The same rules apply if you think someone you know might be abrosexual—wait for them to self-identify first, and remember never to assume anything about another person's identity. They'll tell you if/when they're ready.

What is the abrosexual flag?

You're likely familiar with the famous rainbow pride flag, but there are many other LGBQT+ flags that each represent different sexuality and gender identities. The abrosexual flag was created by Mod Chad of pride-flags-for-us in 2015 after an anonymous person requested it. The flag is comprised of five different color stripes: green, light green, white, baby pink, and dark pink. Currently, it is not known why these colors were chosen to represent the abrosexual identity.

abrosexual pride rainbow flags symbol of lgbt community vector flag sexual identity easy to edit template for banners, signs, logo design, etc
Vera Fedorova

How does abrosexuality compare to other sexual identities?

A bisexual person, for example, is attracted to both men and women and does not typically fluctuate in their sexual identity. Meaning, once they identify as bi, they may go through periods of time where they date more people who identify as one gender than the other, but they maintain their sexual attraction to both. Someone who identifies as pansexual, however, is attracted—either physically, emotionally, or both—to all genders.

"That might look different for different people, in terms of whether or not they feel the same level of romantic attraction and/or sexual attraction to different genders," notes Stray Conger. "But that doesn't really change from the time you start being a sexual person, that's pretty static in terms of what your proclivities are."

Whereas with abrosexuality, she explains, "It changes pretty significantly.

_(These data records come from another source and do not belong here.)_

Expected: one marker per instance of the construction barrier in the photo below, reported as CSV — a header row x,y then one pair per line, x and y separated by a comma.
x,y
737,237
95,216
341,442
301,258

It’s really about a relational issue; it’s about an intrinsic feeling in your body of what awakens attraction within you."

Learn more about all the LGBTQ+ pride flags and the identities they represent:

preview for The Symbolism Behind 10 LGBTQ+ Flags

What are some tips for dating someone who identifies as abrosexual?

Any relationship can—and does—have its challenges. To be involved with someone whose sexual desires shift over time adds to the complexity of the relationship, but here are some expert approved tips from Stray Conger and Kort when dating someone who is abrosexual:

  • Ask what "abrosexual" means to them and how this sexual identity has shown up in their life previously.
  • Ask them why this label is important to them as an individual.
  • Set healthy relationship boundaries.
  • Have open and honest conversations about sexual health and monogamy.
  • Be very clear about agreements and what happens if said agreements are broken.

Every couple should have these conversations, but Kort says, "these couples have something in their awareness that necessitates these conversations." Embrace the opportunity for increased relationship transparency.

How can you support someone who is abrosexual?

If someone you know tells you they are abrsoexual, it’s important to let them know that "fluctuations are normal," says Stray Conger. "...Encourage them to be self-knowledgeable about where their fluctuations are at and to communicate their fluctuations, so that they're not feeling shameful." Ultimately, you want to provide a safe space so they feel like they don't have to hide who they are—what everyone deserves.